We recognize that, in holding that the district court erred in approving the proposed consent decree, we tread relatively uncharted *748territory in the area of Superfund litigation. By so holding, however, we do not denigrate CERCLA’s primary goal of encouraging early settlement. Nor do we vitiate the district courts’ considerable discretion in approving such settlements. Deference, however, does not mean turning a blind eye to an empty record on a critical aspect of settlement evaluation. Where clear error occurs, we will reverse. Swaddling is not armor. Because we believe that the district court did not possess sufficient information to adequately determine whether the LACSD consent decree was fair, reasonable, and consistent with CERCLA’s objectives, we vacate and remand.
. The Comprehensive Environmental Response, Compensation, and Liability Act. 42 U.S.C. § 9601 to 9657.
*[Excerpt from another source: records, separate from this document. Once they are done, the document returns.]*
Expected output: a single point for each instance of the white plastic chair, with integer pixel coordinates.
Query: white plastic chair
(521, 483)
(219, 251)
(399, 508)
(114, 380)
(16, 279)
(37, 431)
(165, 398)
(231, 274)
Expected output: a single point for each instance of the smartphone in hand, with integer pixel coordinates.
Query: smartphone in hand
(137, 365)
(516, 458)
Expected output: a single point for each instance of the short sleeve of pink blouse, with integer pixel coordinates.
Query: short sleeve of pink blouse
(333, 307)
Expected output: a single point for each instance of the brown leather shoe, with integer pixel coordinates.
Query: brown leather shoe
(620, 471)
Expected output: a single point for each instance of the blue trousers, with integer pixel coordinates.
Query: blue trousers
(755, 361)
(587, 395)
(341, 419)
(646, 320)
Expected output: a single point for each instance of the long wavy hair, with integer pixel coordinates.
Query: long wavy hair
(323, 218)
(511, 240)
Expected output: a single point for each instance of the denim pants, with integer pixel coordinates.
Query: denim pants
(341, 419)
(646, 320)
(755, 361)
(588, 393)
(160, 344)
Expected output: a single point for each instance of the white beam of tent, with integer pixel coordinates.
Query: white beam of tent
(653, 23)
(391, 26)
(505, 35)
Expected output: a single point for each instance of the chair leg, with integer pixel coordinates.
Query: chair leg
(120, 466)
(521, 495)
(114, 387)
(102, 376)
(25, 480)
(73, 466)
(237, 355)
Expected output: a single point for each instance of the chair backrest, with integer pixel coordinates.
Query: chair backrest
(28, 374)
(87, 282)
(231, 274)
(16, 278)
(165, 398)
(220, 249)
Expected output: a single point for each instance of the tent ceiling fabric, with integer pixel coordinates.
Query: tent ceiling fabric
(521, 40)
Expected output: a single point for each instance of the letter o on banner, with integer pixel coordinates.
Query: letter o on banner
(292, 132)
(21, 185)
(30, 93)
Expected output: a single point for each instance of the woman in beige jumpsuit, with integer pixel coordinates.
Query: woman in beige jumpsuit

. In addition to Montrose Chemical Corporation of California, the following corporations were identified by the governments as defendant owners or operators of the Montrose DDT plant: Chris-Craft Industries, Inc.; Rhone-Poulenc Basic Chemicals; ICI American Holdings, Inc.; Stauffer Management; and Atkemix Thirty-Seven. These additional corporations are also appellants in this action, and for purposes of this discussion, are referred to collectively as "Mont-rose.”
. The Special Master confirmed only that the governments in fact did have an estimate of damages. He did not volunteer, nor did the court inquire into, the substance of that estimate.
. Appellants argue that the reliance on the master was, in fact, an abdication of judicial responsibility. While we agree that a district court should carefully review a master’s findings to satisfy itself that the standards of CERCLA are met, we find no abdication here.